И вот в книге Маши Рупасовой я дохожу до стихотворения «Иду!» и меня пробивает этим паролем привязанности, который любая мама высылает вперёд себя всякий раз, когда выпадает из поля непосредственной близости к малышу. Стихотворение вроде бы совсем простое по смыслу, о первой пище малыша — молоке, мамином ли, или из докорма, автор не уточняет, да это и не важно. Важно, что — как это раскрыто выше в книге, в стихотворении «Взаимность», показывающем, что ребенок пока способен любить маму только в силу своей потребности в питании, так что еда и мама для него одно, и мама не больше еды, зато еда больше всего на свете, — молоко означает для малыша жизнь и воплощает сам порядок вещей. И вот не могу не дрогнув читать эти строки о том, как малышу показалось, будто «В мире / Кончилась / Еда!», потому что ему «Не дают молока / ни глоточка. / Ни глотка»: «Человечек / Плачет: / Что всё это значит?»

«Актор» ли он, этот горюющий от примерещившейся катастрофы человек?
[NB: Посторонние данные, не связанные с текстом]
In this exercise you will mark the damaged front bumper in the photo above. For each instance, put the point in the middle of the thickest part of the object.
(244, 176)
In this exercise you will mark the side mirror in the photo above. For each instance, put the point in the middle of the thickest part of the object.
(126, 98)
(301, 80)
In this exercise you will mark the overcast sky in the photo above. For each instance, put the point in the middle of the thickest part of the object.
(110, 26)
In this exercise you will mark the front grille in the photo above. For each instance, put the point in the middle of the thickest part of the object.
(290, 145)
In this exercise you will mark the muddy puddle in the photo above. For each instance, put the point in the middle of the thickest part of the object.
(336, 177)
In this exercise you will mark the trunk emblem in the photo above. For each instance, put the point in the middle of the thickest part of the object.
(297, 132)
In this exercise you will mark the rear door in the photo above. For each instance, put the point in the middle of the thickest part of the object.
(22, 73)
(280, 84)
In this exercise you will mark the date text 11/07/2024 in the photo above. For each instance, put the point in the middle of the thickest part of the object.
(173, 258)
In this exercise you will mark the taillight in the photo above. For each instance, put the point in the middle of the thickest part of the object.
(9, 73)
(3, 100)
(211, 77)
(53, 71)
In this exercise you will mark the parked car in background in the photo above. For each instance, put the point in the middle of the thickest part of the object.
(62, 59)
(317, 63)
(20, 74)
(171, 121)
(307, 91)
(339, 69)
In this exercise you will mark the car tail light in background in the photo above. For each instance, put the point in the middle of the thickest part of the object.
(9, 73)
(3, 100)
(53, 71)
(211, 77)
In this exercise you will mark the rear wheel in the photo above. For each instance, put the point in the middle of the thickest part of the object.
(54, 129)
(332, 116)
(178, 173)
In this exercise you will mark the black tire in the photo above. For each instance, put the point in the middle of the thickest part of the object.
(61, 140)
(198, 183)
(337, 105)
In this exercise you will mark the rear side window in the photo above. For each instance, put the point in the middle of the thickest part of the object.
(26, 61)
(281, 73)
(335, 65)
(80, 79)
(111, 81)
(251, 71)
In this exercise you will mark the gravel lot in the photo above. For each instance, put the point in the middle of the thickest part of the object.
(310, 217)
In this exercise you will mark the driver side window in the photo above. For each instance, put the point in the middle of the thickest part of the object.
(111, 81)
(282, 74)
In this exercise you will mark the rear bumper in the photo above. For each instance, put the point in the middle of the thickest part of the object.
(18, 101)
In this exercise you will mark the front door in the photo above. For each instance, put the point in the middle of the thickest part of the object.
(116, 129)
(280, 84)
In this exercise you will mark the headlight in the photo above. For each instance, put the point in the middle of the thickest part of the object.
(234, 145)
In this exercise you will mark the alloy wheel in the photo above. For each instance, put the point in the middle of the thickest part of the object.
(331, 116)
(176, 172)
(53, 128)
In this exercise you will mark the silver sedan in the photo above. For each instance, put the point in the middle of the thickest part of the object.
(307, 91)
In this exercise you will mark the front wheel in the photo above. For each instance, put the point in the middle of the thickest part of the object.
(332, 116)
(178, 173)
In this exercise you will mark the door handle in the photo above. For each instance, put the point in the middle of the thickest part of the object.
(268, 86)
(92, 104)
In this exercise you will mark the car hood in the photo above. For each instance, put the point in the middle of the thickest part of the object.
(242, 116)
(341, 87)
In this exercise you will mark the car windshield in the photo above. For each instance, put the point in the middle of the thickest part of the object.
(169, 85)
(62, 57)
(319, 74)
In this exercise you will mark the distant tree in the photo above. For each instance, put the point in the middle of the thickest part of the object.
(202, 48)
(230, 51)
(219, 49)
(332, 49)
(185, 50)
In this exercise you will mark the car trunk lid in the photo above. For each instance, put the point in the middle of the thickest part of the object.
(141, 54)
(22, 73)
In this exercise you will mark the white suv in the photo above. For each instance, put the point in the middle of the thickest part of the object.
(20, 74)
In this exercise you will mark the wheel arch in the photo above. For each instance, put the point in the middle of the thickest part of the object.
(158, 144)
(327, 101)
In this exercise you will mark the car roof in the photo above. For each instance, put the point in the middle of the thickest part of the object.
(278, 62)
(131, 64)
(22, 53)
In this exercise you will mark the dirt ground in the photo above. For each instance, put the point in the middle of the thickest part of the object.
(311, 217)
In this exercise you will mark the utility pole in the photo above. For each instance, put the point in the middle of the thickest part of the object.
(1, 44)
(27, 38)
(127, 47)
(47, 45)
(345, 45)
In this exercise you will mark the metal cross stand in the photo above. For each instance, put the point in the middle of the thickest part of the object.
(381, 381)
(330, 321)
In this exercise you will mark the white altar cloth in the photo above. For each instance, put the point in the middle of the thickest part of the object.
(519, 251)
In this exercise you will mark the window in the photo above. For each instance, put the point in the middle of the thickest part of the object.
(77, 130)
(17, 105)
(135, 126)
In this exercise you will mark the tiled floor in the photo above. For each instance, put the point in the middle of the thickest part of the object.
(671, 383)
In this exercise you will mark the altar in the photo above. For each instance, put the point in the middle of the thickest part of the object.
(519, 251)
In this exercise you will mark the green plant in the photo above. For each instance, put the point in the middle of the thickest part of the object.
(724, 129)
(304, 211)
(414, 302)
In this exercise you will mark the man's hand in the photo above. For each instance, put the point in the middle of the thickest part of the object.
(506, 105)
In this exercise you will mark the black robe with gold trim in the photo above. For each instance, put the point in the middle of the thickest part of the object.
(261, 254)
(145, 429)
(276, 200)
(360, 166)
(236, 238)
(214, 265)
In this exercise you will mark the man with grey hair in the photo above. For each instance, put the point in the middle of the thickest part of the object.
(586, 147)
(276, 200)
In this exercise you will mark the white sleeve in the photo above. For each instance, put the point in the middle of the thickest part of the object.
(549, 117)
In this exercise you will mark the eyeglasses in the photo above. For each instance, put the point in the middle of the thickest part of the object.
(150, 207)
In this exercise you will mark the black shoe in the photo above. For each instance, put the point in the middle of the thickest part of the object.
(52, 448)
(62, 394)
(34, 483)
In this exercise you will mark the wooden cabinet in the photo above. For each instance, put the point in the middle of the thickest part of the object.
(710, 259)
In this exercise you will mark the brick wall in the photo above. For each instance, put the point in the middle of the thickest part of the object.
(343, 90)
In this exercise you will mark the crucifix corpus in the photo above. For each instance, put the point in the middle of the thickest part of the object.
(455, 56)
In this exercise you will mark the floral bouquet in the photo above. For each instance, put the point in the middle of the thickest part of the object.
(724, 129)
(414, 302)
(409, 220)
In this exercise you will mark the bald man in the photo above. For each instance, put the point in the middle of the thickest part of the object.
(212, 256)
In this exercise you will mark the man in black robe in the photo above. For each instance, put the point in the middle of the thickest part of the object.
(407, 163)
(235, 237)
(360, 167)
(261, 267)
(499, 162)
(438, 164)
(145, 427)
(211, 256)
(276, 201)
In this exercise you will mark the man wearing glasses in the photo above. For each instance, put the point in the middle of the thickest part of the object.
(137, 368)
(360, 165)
Не вполне, ведь активная роль в сюжете остаётся за мамой, голос которой тут же его утешает обещанием скорой помощи: «Я иду к тебе, иду! / И несу / Еду!» Поражает не сама активная позиция героя, не то, что его голос и мнение самостоятельно звучат в стихотворении — хотя Соловьева справедливо замечает, что уже это позволяет признать стихи Рупасовой новаторскими, — а глубина его присутствия. Мы не просто слышим его, обычно забалтываемого потешками да пестушками по самое баю-бай, — мы подключаемся к его картине мира, и наш собственный мир вдруг основательно встряхивает и разворачивает. Мы привыкли смотреть на малыша, с точки зрения познанных закономерностей, согласно которым грудничка при, слава Богу, живой матери точно не оставят голодным. И вдруг глазами ребенка переживаем такое безграничное отчаяние, и в нем узнаем нечто большее, чем периодический голод малыша. В плаче «человечка» Рупасовой находит выражение — мгновенное, не навязчивое, одним намеком — неизмеримость человеческого горя вообще, этакий вопрос к бытию: доколе? Мы читаем о «человечке», а плачем о себе, и кто уж нам в роли мамы прокричит в самые отчаянные минуты «иду!» — вопрос веры, всей нашей жизнью взрощенной.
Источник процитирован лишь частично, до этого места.